Historic preservation laws and regulations are guidelines – they are never prescriptive or proscriptive. They vary with every resource and they are rarely ‘precedent-setting’ because the same process applied to two resources or to two communities will never yield the same result.

When you write it like that it seems quite simple, but our minds can’t hold it well because what is consistent is not the resource or its treatment but the process of identifying, evaluating, assessing and determining the treatment.


anywhere in the world

This is the source of endless confusion and it requires you to get your mind out of the gutter of categories and nouns and into the dynamism of action and verbs.

is battery a noun or a verb in this case?

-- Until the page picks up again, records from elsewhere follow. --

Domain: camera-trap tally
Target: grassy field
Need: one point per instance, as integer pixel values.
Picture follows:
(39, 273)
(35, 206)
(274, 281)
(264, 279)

A case in point: Yesterday the Chicago Tribune had an article about a 1952 coal-powered steamship that plies Lake Michigan between Wisconsin and Michigan and dumps 4 tons of coal ash into the lake each trip. The headline “Landmark status for polluting ship?” raises the fearsome specter of landmarking and how it can flout all other rules of social and environmental order and community.

Poppycock. Humbug. Horsefeathers.

But the article unfortunately plays upon a misunderstanding of our field, especially in the U.S., that has grown up over the years. The assumption in the headline – and the first few paragraphs – is that landmark status trumps other laws, like environmental ones. You also find this assumption among building owners. It’s like preservation laws have a magical quality that makes them superior to all other clauses of the social contract.

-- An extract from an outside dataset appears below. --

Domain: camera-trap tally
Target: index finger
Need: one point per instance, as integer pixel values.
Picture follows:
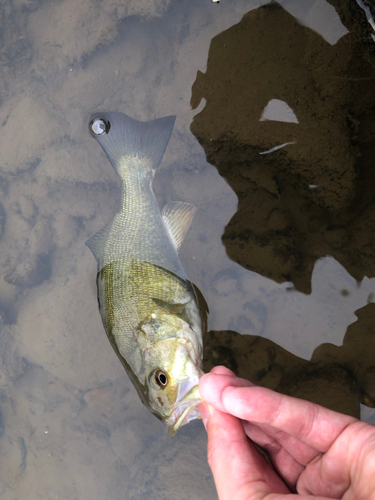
(312, 424)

Poppycock. Humbug. Horsefeathers. Do I need to use stronger words?

Now, if you actually read this lengthy article (thanks Trib for going back to long articles!) the truth is there. The owners of the steamer, the Badger, argue landmark status would help them in their negotiations with the EPA.

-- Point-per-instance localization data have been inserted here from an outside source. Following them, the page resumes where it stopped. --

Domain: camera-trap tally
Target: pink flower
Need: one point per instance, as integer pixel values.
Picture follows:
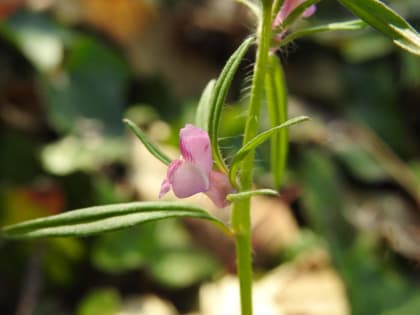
(288, 7)
(192, 173)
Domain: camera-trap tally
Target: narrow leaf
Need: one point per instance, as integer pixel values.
(255, 142)
(99, 219)
(338, 26)
(147, 143)
(203, 110)
(218, 98)
(252, 193)
(276, 95)
(385, 20)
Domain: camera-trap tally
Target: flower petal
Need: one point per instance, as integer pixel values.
(166, 184)
(309, 11)
(195, 147)
(219, 188)
(288, 7)
(188, 179)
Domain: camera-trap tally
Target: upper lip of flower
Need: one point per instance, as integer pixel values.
(192, 173)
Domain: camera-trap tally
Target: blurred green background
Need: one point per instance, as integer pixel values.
(71, 70)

Negotiations. Landmark status doesn’t override EPA regulations or fire codes or ADA requirements or anything else. It CAN provide a way to negotiate a non-standard (I want to say post-normal) solution to those regulations. The fact of the matter is that most maritime national landmarks are museum pieces that don’t steam around the lake dumping coal ash. This particular boat has been making end-runs around environmental regulations since the 1980s and there is a separate EPA exemption being legislated even as they try the landmark status ploy. The boat merits consideration as a landmark, according to the Park Service, but that doesn’t necessarily mean it gets to keep polluting.


If I landmark the Fisk electric plant in Pilsen it doesn’t mean it gets to keep polluting. Landmarking my house doesn’t mean I have to go back to gas lights or horse-drawn carriages and landmarking an early Chicago School skyscraper doesn’t mean you have to live with one restroom per every three floors.

If you “landmark” something it means you need to follow the Secretary of the Interior’s Guidelines for Rehabilitation when you work on it. These are GUIDELINES, not rules, and they are subject to interpretation. The guidelines encourage maintaining a property in its original use but DO NOT REQUIRE IT. I can turn the Fisk plant into a nightclub or the Badger into a diesel-powered casino without affecting any landmark status either might merit.

People often hope that landmark status can help them in the “negotiations” over some other issue, and in truth, it can sometimes. But it is not a magical mystery bullet or even an arcane set of rules. They are GUIDELINES and they are ADVISORY, not REGULATORY, as the government’s own website states unequivocally.

Get into historical significance and the absurdity of the argument grows wider than the Irrawaddy in flood. If I preserve Versailles do I need to restore the French monarchy? Of course not.

the original Shwedagon Pagoda, NOT the copy in the new capital

le salon c’est moi

The whole point of saving something is so you can keep reinterpreting it and repurposing it. Nothing is static, ESPECIALLY in the field of heritage conservation, a field whose only constant is a process of dynamic change and its sensible management.